The Minimum Removals to Balance Array problem asks you to find the minimum number of elements to remove from an array so that the remaining elements form a "balanced" array — one where the minimum element equals the maximum divided by 2 (or some ratio condition, depending on the variant). This Minimum Removals to Balance Array coding problem involves reasoning about which elements to keep, naturally leading to a sliding window approach.
Amazon uses this to test whether candidates can translate a balance condition into a windowing constraint. Figuring out which elements to keep (rather than remove) is a classic reframing trick. The array, sorting, and sliding window interview pattern is core here, and it tests both optimization thinking and implementation precision.
After sorting, the problem transforms into finding the longest valid window where max / min ≤ 2 (or the given ratio). Since the array is sorted, the window's max is always the rightmost element and the min is the leftmost. Use a two-pointer sliding window: expand right, shrink left whenever the ratio is violated. Track the maximum window size. The answer is n - maxWindowSize.

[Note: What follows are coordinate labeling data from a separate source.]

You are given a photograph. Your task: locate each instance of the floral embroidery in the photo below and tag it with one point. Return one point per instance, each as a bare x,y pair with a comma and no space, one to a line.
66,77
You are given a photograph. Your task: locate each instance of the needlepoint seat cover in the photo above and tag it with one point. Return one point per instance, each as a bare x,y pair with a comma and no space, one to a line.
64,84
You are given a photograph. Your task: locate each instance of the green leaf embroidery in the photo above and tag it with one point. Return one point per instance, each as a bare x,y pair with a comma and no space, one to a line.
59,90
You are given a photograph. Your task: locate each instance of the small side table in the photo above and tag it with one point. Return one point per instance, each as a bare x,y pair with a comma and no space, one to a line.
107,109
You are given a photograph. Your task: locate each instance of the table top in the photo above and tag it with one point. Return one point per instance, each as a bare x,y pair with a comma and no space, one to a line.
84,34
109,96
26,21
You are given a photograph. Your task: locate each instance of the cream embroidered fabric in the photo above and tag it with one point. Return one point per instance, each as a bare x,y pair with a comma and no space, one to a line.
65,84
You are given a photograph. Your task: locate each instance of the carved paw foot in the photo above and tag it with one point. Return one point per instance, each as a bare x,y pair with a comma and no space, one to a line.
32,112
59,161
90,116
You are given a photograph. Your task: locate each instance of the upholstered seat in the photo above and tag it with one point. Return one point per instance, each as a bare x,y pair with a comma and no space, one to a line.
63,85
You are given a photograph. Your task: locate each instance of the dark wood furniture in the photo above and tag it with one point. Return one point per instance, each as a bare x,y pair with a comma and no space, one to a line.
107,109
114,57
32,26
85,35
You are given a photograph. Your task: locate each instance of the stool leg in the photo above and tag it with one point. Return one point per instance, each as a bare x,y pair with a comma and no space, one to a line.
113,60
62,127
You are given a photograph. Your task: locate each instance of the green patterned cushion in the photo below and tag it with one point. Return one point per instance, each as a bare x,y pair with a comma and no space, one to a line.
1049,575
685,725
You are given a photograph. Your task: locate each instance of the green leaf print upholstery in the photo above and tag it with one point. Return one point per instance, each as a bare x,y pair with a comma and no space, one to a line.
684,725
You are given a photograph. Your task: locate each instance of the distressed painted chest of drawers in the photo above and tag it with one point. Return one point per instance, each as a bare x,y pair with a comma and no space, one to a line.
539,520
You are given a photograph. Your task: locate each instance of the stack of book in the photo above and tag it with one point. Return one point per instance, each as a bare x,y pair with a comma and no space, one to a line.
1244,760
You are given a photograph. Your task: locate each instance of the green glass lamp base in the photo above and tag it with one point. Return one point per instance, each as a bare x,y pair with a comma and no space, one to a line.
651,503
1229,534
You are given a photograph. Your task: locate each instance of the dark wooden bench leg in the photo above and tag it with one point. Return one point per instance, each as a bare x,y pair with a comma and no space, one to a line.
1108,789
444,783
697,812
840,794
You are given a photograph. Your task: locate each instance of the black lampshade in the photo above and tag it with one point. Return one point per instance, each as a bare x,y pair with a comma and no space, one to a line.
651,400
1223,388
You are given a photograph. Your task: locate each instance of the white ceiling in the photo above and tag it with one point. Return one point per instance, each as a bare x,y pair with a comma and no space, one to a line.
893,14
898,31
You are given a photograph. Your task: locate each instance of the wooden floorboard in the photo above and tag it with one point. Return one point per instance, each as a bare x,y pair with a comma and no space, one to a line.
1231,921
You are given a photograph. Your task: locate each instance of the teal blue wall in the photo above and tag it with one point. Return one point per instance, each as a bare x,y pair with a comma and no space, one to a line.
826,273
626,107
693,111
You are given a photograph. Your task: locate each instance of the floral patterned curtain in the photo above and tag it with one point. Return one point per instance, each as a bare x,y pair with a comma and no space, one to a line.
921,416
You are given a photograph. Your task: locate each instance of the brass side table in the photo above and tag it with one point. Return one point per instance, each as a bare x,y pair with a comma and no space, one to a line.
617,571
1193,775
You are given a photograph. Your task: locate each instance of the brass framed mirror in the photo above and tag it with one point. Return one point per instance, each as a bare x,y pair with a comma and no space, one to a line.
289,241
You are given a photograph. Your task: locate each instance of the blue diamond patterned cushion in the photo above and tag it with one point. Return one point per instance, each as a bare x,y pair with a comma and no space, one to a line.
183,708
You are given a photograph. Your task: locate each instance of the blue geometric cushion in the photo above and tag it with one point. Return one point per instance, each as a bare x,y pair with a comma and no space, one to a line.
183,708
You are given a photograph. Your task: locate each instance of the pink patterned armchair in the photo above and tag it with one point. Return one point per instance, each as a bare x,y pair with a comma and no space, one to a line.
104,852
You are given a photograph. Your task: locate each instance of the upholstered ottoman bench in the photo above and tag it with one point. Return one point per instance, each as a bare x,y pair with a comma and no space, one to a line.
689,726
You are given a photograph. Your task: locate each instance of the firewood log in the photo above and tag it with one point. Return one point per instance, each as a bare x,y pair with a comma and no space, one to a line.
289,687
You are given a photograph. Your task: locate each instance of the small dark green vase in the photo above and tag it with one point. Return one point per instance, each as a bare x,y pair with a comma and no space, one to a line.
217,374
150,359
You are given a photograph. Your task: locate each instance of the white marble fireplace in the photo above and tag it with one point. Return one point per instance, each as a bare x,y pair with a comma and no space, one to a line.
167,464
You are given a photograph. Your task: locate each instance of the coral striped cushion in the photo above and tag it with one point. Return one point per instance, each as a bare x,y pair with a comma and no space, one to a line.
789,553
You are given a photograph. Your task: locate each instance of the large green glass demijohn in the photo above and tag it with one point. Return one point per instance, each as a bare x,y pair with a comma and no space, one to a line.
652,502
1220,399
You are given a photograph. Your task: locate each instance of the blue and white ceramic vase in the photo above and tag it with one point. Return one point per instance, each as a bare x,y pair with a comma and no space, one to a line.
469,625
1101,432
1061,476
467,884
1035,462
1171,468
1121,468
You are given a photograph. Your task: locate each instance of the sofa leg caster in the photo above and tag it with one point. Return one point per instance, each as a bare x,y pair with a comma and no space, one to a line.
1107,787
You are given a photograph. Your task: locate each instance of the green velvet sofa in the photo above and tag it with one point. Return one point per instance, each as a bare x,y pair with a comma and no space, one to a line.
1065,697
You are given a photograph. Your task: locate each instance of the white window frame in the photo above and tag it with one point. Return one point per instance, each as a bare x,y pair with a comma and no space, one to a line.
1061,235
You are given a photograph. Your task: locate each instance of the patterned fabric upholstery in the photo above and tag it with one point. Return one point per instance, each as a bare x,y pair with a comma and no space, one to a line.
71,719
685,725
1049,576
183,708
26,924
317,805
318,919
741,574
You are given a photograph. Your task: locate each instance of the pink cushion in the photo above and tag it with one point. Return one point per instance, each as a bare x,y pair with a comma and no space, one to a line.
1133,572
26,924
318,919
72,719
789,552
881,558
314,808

Array: [1, 2, 3, 4, 8]. After sorting, use two pointers. Window [1,2,3,4]: max/min = 4 ≤ 2? No. Shrink. Window [2,3,4]: 4/2 = 2 ≤ 2? Yes, size 3. Window [3,4,8]: 8/3 > 2? Yes, shrink. Window [4,8]: 8/4 = 2 ≤ 2, size 2. Maximum valid window = 3. Minimum removals = 5 - 3 = 2.
The "minimum removals" framing almost always hides a "maximum window/subarray to keep" problem. Train yourself to immediately reframe: instead of thinking about what to cut, think about the largest valid subset you can preserve. Sorting plus two-pointer is especially effective when the balance condition depends on relative values (min, max, ratio). Practicing sliding window problems with ratio constraints builds this instinct.